Advertisement

Thesis Uncovers Guzzling Habits of College, Finds 13.5 Percent of Students Big Boozers

One Half of Athletes Polled Break Training to Drink During Season

With the sharp chill of winter in the air, and armchair quarterbacks loudly waging a post-season de-emphasis battle among themselves, Harvard men can once again settle down to some serious, altruistic drinking. A Social Relations thesis has finally formalized the vague nations about the drinking morals of the Harvard man.

The Harvard man is a drinking man. From the early days of ripe apples and the tang of sour cider, down through the uproarious debauches of the Memorial Hall dining room, students have preserved a taste for alcohol, straight or mixed.

The post-war University man is a far more somber, tense character than his bell-raising predecessor of the twenties or his inflamed, rabble-rousing brother of the New Deal thirties. The contemporary student worries. He worries about the draft, about the world situation, about the lack of values, and most of all, about the dim, dim future.

How do outside forces affect his rate of drinking?

Men both in and out of the University have long held irreconcilable ideas on the amount of liquor consumed in the College, on the University's perennial drunkards, and of those who drank during exams and still managed to pass with an A.

Advertisement

Roger V. Pugh, Jr. '51, 11., a Social Relations major, submitted a thesis last spring entitled "The Drinking Habits of the Harvard Man" which should enlighten those who have speculated long and often on this subject.

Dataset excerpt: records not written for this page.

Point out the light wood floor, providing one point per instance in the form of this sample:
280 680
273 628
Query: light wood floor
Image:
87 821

According to this study of College seniors, one-half of the members of athletic teams drink during season, one-third of the students spend less than a dollar a month on alcohol, and one-quarter of the students have passed out from drinking. Pugh adds that between one-seventh and one-eighth of the students are consistent heavy drinkers.

What is a Heavy Drinker?

Pugh's heavy drinker is one who drinks "almost daily, regularly to excess, and has gone on a bender of over 24 hours."

The first consideration is why people drink. Of the 67 men to whom Pugh asked this question, 65--who admitted they drank--replied in the following manner: for the hell of it, to get away from it all, because they see others doing it, in college to get drunk, because they have nothing else to do, because of world tension and the collapse of all values, to get a girl, as a prelude to sex, to overcome fatigue, to relax, to be different, heats the hell out of me, for the thrill, and for the taste.

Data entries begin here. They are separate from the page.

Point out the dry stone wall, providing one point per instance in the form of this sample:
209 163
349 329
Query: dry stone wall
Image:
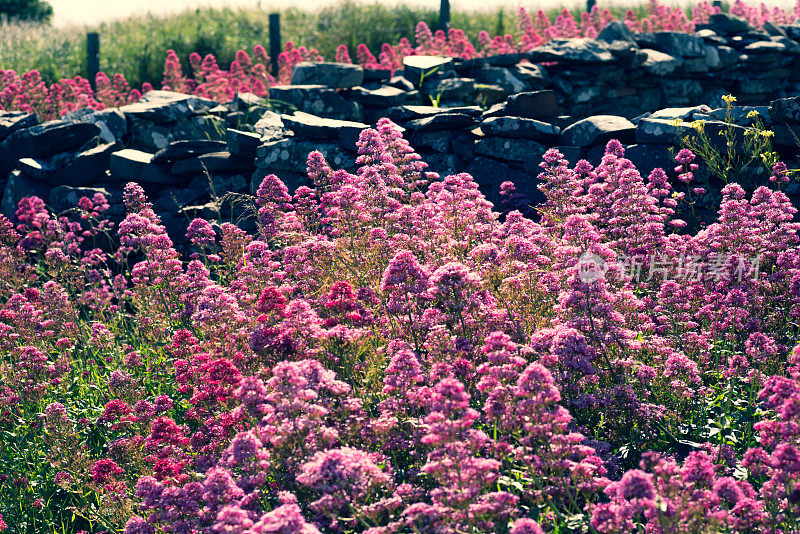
492 117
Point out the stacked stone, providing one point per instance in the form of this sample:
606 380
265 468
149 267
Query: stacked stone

It would seem that the main motivation for drinking is a desire to conform or escape. Pugh notes that this form of drinking is common in the United States. In contrast to the European motivation to drink, which is of largely taste and tradition.

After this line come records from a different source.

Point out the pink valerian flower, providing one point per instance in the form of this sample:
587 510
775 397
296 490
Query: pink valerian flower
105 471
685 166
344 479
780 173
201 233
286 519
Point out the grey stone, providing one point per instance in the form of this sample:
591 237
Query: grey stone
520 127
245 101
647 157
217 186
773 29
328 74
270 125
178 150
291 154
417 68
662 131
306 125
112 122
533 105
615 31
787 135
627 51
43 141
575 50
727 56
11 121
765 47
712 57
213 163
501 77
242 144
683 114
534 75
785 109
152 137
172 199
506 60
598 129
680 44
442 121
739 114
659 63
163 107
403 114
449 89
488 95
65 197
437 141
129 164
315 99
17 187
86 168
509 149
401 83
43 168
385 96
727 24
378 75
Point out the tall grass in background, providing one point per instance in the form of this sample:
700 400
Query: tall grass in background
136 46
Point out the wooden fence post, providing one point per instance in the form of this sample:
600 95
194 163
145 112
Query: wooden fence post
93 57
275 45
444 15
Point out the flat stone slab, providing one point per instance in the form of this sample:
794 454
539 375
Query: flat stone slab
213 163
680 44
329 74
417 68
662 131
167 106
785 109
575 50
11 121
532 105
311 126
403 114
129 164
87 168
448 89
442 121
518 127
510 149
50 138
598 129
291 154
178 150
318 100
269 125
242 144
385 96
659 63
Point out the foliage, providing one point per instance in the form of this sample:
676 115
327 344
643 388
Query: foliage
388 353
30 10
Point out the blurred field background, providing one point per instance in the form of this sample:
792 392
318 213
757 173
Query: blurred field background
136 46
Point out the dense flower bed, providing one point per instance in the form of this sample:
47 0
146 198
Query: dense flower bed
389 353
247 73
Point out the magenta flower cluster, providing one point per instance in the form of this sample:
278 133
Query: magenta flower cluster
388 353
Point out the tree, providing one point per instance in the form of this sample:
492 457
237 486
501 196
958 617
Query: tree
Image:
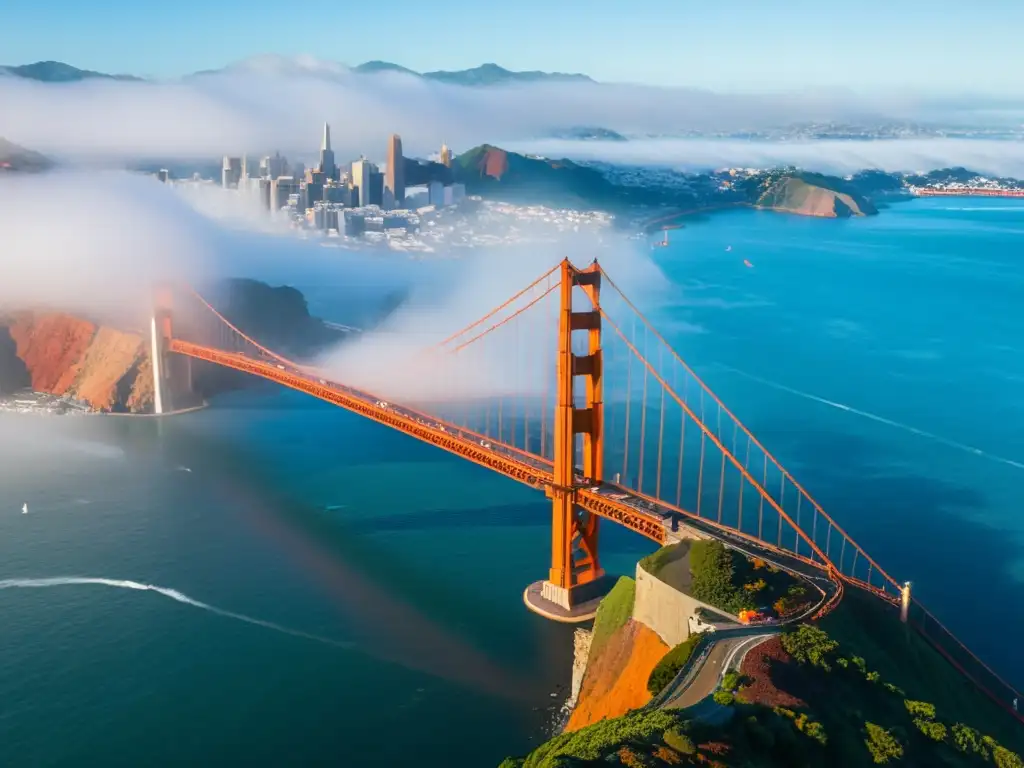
882 744
810 645
679 741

The men who answered Pugh questionnaire are categorically divided as follows: 1.  Non-Drinkers  7 2.  Occasional Drinkers  16 3.  Social Drinkers  22 4.  Light-Heavy Drinkers  13 5.  Heavy Drinkers  9

Drinking by Athletes

Heavier drinkers are more often members of college athletic teams, drink during the season more, and celebrate the end of the season with more gusto and more consumption. "Perhaps," Pugh suggests, "the report throws a light on some of the recent records of Harvard athletic teams." Of the 25 athletes in the survey, 12 drank during the season.

Where do students drink? Pugh reports that in the immediate vicinity of the Square there are 12 eating places which serve alcoholic beverages, 10 final clubs, three liquor stores, the Lampoon and three other clubs, and the Hasty Pudding.